Let $P_{\aleph_{0}}(\mathbb{N}) = \{x\in P(\mathbb{N}):|x|=\aleph_{0}\} $
we'll define the following relation on $P_{\aleph_{0}}(\mathbb{N})$ for $A, B \in P_{\aleph_{0}}(\mathbb{N})$:
$A\preccurlyeq B$ if for every $b_1, b_2 \in B \longrightarrow\left(b_1 < b_2 \longrightarrow\vert [b_1, b_2] \cap A\vert\geq2\right)$
Prove: $ \left\langle \preccurlyeq,P_{\aleph_{0}}(\mathbb{N})\right\rangle $ is a Partially ordered set.
my attempt:
reflexivity:
let $x_1, x_2 \in X$ suppose $x_1 < x_2 \longrightarrow \vert[x_1,x_2]\vert \geq 2, \ [x_1, x_2] \cap X = [x_1, x_2]$ - and wer'e done.
I'm confused about antisymmetry and transitivity.
intutiviely, it's clear why $A\preccurlyeq B \land\ B\preccurlyeq A\longrightarrow A=B$ but i'm not sure how to finish the proof. what is the right way to argue if for every $ a_1, a_2 \in A$ such that $a_1 < a_2 \longrightarrow\vert[a_{1},a_{2}]\cap B\vert\geq2$ and for every $ \ b_1, b_2 \in B $ such that $b_1 < b_2 \longrightarrow\vert[b_{1},b_{2}]\cap A\vert\geq2 $ then $A = B$?

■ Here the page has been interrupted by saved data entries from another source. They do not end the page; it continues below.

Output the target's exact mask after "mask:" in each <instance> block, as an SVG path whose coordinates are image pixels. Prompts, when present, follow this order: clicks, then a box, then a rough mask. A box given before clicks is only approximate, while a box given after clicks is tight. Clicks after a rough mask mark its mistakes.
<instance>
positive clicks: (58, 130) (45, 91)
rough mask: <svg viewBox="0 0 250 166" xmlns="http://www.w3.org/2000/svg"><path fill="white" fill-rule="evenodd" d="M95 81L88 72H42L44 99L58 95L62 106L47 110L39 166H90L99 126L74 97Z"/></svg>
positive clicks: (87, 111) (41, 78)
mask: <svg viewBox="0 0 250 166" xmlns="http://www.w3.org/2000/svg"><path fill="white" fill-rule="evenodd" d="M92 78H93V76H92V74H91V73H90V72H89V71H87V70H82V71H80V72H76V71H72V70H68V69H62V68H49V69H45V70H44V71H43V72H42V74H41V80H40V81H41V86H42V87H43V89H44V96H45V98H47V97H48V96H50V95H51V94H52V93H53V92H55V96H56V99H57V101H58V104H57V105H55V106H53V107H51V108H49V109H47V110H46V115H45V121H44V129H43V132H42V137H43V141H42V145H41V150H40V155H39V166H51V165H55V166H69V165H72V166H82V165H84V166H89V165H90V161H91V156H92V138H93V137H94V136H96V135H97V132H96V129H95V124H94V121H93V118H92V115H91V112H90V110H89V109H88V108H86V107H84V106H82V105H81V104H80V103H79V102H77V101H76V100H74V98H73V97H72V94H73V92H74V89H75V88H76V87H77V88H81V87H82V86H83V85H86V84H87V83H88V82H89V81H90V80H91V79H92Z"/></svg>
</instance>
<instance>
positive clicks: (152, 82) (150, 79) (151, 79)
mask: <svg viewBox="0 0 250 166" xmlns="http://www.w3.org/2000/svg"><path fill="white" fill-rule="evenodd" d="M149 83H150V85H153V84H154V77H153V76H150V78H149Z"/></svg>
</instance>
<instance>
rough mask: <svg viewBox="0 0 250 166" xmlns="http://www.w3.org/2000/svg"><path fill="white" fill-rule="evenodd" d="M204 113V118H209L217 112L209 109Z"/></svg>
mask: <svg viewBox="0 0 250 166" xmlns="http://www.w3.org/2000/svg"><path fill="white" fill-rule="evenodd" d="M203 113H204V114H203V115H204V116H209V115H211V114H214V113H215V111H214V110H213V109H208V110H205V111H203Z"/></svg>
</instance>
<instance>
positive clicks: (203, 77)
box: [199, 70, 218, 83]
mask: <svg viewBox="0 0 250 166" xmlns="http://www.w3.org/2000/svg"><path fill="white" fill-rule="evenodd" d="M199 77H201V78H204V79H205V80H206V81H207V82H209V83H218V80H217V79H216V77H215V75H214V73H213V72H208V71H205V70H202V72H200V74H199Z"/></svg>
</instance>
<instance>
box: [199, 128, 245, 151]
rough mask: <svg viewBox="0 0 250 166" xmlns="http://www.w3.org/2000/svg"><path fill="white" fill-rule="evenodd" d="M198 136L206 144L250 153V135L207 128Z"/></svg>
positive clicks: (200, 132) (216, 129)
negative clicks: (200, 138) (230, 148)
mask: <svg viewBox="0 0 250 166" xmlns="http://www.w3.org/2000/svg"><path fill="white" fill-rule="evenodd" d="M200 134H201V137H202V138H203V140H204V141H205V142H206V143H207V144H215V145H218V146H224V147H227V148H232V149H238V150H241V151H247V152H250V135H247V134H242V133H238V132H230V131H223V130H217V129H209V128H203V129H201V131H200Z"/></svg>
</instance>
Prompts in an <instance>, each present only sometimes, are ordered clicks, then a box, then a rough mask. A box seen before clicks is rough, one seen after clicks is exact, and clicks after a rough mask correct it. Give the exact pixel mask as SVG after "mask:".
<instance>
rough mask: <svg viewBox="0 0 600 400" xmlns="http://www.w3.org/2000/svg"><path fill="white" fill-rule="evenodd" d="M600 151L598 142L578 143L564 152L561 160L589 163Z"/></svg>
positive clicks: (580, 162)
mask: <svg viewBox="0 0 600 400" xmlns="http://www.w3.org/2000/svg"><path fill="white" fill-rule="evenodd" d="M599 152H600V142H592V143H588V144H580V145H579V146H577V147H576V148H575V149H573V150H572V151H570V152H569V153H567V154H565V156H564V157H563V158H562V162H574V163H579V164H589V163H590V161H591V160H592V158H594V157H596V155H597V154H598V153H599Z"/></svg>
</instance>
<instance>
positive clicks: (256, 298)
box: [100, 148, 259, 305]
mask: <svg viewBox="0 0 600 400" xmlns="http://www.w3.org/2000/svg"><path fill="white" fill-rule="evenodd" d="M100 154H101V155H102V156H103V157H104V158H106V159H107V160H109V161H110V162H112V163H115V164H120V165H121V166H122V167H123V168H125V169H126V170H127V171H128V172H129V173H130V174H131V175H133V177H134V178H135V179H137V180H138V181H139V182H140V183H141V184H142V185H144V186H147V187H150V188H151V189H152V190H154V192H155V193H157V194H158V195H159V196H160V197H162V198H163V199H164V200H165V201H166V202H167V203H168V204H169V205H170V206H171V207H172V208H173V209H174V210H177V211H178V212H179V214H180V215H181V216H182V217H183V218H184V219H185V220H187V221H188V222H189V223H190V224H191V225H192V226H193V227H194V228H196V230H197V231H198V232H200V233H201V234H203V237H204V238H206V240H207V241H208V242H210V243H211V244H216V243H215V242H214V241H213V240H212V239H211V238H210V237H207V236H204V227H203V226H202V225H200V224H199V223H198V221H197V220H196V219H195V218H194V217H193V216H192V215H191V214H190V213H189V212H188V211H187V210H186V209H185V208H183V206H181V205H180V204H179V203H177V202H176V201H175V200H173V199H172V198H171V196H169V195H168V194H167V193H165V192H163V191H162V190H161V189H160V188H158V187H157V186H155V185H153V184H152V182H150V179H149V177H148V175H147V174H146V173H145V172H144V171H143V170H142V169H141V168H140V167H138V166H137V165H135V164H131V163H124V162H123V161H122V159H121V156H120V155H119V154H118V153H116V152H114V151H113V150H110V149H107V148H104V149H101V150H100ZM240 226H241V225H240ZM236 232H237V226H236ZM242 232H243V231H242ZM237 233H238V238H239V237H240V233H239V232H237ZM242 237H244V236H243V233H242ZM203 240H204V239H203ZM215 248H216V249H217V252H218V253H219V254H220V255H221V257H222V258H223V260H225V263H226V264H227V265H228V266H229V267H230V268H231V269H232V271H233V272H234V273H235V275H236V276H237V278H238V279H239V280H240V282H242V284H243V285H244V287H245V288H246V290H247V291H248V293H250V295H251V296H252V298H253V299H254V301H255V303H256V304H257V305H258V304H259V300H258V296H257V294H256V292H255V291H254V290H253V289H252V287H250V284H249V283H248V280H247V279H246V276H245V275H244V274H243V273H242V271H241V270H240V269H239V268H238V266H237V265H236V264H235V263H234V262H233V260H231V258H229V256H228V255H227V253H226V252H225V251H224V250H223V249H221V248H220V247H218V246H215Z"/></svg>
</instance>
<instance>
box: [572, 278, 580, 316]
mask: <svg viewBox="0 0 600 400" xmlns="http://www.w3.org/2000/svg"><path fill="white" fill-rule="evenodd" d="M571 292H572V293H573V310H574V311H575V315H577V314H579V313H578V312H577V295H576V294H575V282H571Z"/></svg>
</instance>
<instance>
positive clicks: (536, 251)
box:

same problem for transitivity.
I don't know what technich to use in order to prove the claim.
For antisymmetry, assume $A\leq B$ and $B\leq A$, and toward a contradiction assume that e.g. $A\nsubseteq B$ and let $a\in A\smallsetminus B$. Let $a'$ be the minimum of $\{x\in A\mid a<x\}$. By $B\leq A$ you can find $b,b'$ such that $a<b<b'\leq a'$ ($a<b$ holds since $a\notin B$). But now, by the choice of $a'$, $[b,b']\cap A$ contains at most one element (it is $a'=b'$ if they are equal) contradicting $A\leq B$.
Transitivity is straight-forward. If $A\leq B\leq C$, choose $c<c'$ in $C$. By $B\leq C$ you can find $b,b'\in B$ with $c\leq b<b'\leq c'$, and then by $A\leq B$ you can find $a,a'\in A$ with $b\leq a<a'\leq b'$. This is it, $[c,c']\cap A$ contains at least $a$ and $a'$.